Machine learning for predicting lifespan-extending chemical compounds
Newby D., Barardo DG., Thornton D., Ghafourian T., de Magalhães JP., Freitas AA.
Increasing age is a risk factor for many diseases; therefore developing pharmacological interventions that slow down ageing and consequently postpone the onset of many age-related diseases is highly desirable.

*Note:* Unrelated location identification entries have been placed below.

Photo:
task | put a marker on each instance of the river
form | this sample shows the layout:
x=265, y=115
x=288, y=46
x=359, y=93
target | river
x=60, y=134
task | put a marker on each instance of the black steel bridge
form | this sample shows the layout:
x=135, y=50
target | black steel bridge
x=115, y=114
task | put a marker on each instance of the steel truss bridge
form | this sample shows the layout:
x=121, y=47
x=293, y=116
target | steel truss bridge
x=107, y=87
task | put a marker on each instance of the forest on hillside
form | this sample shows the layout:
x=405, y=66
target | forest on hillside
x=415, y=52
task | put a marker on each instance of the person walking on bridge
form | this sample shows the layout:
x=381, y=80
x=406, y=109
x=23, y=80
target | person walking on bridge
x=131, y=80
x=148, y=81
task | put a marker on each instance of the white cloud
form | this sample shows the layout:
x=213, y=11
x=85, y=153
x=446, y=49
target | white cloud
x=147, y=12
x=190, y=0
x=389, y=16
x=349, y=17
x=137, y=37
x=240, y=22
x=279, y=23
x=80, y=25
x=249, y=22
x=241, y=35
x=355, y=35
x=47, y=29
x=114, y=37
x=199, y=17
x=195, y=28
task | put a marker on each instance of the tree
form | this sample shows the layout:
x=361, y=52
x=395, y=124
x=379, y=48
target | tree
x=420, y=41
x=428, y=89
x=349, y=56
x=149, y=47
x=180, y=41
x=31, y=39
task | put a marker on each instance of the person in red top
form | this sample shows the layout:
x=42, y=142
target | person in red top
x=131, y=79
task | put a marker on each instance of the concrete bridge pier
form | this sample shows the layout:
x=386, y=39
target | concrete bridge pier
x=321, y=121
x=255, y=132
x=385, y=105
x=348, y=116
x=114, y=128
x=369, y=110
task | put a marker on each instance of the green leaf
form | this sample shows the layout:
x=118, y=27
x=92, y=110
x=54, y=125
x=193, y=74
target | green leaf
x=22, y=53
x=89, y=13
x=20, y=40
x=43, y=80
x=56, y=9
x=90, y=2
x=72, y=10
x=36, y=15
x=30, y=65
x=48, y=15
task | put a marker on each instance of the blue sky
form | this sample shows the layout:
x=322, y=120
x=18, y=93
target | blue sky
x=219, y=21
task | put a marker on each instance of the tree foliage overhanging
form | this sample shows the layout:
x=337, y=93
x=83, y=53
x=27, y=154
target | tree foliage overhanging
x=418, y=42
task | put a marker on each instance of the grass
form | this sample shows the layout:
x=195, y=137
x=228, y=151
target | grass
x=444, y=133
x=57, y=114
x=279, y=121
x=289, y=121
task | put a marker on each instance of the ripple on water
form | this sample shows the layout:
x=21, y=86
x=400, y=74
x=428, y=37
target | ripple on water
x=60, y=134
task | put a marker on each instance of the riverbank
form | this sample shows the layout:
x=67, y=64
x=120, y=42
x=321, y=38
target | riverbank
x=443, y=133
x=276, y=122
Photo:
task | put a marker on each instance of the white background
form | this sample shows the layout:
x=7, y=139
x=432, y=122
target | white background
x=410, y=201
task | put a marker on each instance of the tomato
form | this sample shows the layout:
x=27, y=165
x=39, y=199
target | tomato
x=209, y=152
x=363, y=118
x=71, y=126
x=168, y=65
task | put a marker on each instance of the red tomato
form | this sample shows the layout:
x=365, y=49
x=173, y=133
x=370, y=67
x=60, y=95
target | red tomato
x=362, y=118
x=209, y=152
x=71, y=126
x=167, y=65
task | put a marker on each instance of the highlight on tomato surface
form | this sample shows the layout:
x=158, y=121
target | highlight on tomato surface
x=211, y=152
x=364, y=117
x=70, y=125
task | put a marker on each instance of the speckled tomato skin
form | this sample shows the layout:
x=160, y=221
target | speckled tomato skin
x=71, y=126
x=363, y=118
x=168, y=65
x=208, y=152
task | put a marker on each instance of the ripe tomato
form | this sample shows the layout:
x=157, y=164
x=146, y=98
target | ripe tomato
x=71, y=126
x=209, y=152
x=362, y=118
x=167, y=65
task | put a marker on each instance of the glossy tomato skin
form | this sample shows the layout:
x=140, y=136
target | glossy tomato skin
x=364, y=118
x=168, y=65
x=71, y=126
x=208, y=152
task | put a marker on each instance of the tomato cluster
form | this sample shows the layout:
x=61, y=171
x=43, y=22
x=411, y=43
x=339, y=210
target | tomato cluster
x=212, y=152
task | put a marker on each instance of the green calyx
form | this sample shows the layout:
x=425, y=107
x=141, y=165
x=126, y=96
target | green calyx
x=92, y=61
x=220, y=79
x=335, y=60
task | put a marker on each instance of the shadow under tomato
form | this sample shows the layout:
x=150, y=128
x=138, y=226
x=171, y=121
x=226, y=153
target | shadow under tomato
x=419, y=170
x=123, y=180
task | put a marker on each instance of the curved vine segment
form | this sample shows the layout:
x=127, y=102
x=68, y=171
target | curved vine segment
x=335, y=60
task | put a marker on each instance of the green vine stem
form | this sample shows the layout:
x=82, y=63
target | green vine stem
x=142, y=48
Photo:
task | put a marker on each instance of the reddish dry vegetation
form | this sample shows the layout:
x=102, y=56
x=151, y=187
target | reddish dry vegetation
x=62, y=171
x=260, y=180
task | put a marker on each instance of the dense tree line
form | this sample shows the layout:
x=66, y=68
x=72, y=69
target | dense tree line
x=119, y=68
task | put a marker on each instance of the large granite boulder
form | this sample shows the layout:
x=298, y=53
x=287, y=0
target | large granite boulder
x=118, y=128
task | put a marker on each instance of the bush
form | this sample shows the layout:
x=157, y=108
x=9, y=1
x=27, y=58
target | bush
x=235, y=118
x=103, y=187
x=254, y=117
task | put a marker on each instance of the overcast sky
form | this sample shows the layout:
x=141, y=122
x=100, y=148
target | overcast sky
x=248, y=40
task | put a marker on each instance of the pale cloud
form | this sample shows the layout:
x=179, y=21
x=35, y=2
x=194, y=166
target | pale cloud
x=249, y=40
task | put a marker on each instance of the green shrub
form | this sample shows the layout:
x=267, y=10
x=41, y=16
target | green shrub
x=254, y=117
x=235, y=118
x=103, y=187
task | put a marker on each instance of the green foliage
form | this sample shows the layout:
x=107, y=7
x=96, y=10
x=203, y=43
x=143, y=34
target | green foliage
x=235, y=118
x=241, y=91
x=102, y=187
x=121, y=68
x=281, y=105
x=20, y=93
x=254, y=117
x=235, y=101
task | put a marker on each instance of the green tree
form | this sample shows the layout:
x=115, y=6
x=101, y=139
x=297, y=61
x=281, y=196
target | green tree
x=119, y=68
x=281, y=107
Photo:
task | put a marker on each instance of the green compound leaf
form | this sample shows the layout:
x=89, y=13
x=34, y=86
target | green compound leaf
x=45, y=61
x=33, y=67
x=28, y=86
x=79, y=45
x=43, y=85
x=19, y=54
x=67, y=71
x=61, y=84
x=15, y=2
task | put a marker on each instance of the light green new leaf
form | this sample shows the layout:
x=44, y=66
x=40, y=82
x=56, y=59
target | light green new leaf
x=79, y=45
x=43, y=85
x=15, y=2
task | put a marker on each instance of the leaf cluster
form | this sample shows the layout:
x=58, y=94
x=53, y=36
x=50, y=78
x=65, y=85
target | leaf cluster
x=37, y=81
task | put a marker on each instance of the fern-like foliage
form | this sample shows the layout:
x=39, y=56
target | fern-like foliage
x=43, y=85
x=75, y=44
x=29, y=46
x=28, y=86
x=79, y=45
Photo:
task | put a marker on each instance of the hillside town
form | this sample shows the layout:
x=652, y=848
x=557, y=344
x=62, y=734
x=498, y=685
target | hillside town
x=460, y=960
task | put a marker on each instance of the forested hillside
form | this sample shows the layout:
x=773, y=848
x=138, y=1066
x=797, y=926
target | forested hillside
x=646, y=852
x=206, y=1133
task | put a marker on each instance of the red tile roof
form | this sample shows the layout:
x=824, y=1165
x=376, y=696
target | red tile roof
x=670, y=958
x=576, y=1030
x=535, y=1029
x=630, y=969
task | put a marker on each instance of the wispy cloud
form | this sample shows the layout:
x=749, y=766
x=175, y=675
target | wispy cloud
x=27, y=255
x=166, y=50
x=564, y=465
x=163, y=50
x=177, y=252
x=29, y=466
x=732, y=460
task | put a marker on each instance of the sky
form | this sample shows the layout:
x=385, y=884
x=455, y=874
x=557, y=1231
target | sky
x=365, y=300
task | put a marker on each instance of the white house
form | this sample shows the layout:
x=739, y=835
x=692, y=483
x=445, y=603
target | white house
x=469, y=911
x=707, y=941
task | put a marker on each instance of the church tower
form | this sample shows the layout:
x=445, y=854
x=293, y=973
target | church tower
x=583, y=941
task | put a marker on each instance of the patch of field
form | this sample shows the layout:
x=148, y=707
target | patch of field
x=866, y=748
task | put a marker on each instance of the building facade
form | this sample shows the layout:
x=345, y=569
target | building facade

In this work we analyse data from the DrugAge database, which contains chemical compounds and their effect on the lifespan of model organisms. Predictive models were built using the machine learning method random forests to predict whether or not a chemical compound will increase Caenorhabditis elegans’ lifespan, using as features Gene Ontology (GO) terms annotated for proteins targeted by the compounds and chemical descriptors calculated from each compound’s chemical structure. The model with the best predictive accuracy used both biological and chemical features, achieving a prediction accuracy of 80%. The top 20 most important GO terms include those related to mitochondrial processes, to enzymatic and immunological processes, and terms related to metabolic and transport processes. We applied our best model to predict compounds which are more likely to increase C. elegans’ lifespan in the DGIdb database, where the effect of the compounds on an organism’s lifespan is unknown. The top hit compounds can be broadly divided into four groups: compounds affecting mitochondria, compounds for cancer treatment, anti-inflammatories, and compounds for gonadotropin-releasing hormone therapies.